July 14, 2018 at 1:17 pm
Comments posted to this topic are about the item The Age of Multiple Databases
July 15, 2018 at 8:46 am
What I frequently find is that a lot of people use the latest new shiny object just to become a member of the too-cool-for-school crowd. I also find that even in the absence of such "thinking", that a lot of people don't actually spend the time to become proficient in the various technologies they've elected to use and so don't actually know which technology is actually the best for what they want to accomplish. Further, sometimes the "best" isn't actually the "best" simply because it requires such a deep understanding of all the technologies in place and round-n-round we go just because someone may not know how to do something in a given technology.
An example of this is when it was all the rage (i.e. too-cool-for-school) to use PowerShell to control and execute all backups for all servers from a single point. None of the people pushing that even considered what would happen to those servers if that single point of failure actually did fail. Someone later came out with a method to use PowerShell to actually setup autonomous backups one each system and then centralize the success/failure reporting and, unlike the first renditions, THAT was a great idea but I wonder how many people actually went back and made the change?

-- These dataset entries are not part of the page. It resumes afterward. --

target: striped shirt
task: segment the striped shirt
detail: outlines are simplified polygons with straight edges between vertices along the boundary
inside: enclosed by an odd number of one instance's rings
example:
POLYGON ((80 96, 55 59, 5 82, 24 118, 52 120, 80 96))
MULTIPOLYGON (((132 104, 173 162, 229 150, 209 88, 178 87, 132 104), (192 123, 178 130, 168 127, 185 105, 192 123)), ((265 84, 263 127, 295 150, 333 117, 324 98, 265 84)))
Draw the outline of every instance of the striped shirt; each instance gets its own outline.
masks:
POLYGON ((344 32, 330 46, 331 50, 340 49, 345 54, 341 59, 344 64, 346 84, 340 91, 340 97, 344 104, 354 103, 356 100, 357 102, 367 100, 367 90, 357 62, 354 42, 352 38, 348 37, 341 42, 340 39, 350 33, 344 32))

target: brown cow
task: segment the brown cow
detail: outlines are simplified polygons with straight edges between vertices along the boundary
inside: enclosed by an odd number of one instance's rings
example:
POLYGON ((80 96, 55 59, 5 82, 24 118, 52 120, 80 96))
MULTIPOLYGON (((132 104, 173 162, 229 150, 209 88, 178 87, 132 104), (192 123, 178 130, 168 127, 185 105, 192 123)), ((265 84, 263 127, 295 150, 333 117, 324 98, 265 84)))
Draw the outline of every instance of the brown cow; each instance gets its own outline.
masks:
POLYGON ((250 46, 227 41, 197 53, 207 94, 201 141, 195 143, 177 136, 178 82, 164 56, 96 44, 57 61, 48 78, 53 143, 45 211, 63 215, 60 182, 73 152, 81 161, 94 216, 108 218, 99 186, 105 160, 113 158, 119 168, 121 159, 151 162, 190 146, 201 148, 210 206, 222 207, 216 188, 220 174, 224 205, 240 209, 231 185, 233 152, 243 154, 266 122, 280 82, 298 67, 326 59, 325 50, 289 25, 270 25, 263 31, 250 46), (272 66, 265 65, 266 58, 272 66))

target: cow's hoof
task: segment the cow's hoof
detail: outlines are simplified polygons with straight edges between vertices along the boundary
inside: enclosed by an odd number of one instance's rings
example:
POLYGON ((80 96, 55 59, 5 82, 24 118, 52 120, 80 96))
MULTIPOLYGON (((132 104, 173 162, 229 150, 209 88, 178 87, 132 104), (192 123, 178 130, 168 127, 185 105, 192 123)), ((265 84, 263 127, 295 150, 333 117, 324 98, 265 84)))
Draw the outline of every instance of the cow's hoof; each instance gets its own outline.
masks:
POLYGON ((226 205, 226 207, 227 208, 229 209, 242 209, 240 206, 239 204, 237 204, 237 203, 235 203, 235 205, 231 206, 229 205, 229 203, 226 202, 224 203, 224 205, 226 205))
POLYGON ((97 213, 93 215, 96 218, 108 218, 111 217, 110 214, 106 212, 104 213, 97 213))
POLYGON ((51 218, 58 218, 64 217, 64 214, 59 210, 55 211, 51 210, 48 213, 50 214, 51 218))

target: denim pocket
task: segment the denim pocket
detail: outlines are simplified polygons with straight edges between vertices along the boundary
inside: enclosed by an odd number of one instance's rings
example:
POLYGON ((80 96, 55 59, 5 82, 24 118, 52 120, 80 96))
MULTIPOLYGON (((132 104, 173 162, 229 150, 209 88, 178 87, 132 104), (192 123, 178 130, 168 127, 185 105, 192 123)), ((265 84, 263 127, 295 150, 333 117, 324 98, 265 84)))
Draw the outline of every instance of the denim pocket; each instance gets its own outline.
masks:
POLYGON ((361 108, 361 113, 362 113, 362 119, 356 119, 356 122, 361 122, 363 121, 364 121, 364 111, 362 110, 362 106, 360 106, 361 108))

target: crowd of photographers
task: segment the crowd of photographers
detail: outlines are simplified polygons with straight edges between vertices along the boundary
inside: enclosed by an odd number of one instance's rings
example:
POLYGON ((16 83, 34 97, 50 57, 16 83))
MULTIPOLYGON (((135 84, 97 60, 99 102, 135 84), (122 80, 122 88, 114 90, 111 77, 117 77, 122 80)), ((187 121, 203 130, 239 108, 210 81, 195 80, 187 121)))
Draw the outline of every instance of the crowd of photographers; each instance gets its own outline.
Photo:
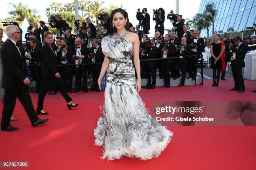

To summarize, I'm all for using the right tool for the right thing but a whole lot of people don't actually know what the right tool is because they don't know what the other tools can actually do. This is particularly true for SQL Server where a whole lot of people think that "it's just a place to store data" and that "SQL" stands for "Scarcely Qualifies as a Language". Now there's some serious limited thinking.
--Jeff Moden
Change is inevitable... Change for the better is not.
July 15, 2018 at 8:35 pm
Honestly, it's not just about the size of the data I've found with these systems. Mostly it's the utility and how they solve similar problems that traditional RDBMS ultimately solve, but differently. That's mainly why I won't move away from data stores with the data warehouse from now on because it's just too damn powerful to not use them regardless of your feelings on adapting new tech or how poorly others have implemented them.
July 16, 2018 at 1:59 am
I saw an interesting article calling SQL a narrow waist. Yes we have all these database types but what has been discovered is that each database type with its own unique method of providing data access caused similar problems to the ones the database type was trying to address. A developer using those database types had to learn many different query languages. We have seen a move to adopting some dialect of SQL in many of the NOSQL databases and even things that aren't databases such as AWS Athena/Apache Presto.
A common query language is a useful thing to have.
Each database type requires time to learn what its strengths, weaknesses and appropriate usage may be. Some of the usages are blindingly obvious where as others are more subtle and require a Eureka moment. Those with a subtle use case risk having their reputation sullied by inappropriate application and to be brutally honest, ignorance.
July 16, 2018 at 6:32 am
I see the database platform debate as being similar to the construction industry's wood, brick, concrete, steel, glass debate. Most modern buildings incorporate all the mentioned construction materials, leveraging the strengths of each to create a solution that is practical, scalable, and cost effective.
"Do not seek to follow in the footsteps of the wise. Instead, seek what they sought." - Matsuo Basho
July 16, 2018 at 7:01 am
How is a key-value pair database system all that different from the same technique performed in an RDMS? After all, internally at its heart, SQL Server is exactly a key-value pair system too, it's just been extended with abstraction layers.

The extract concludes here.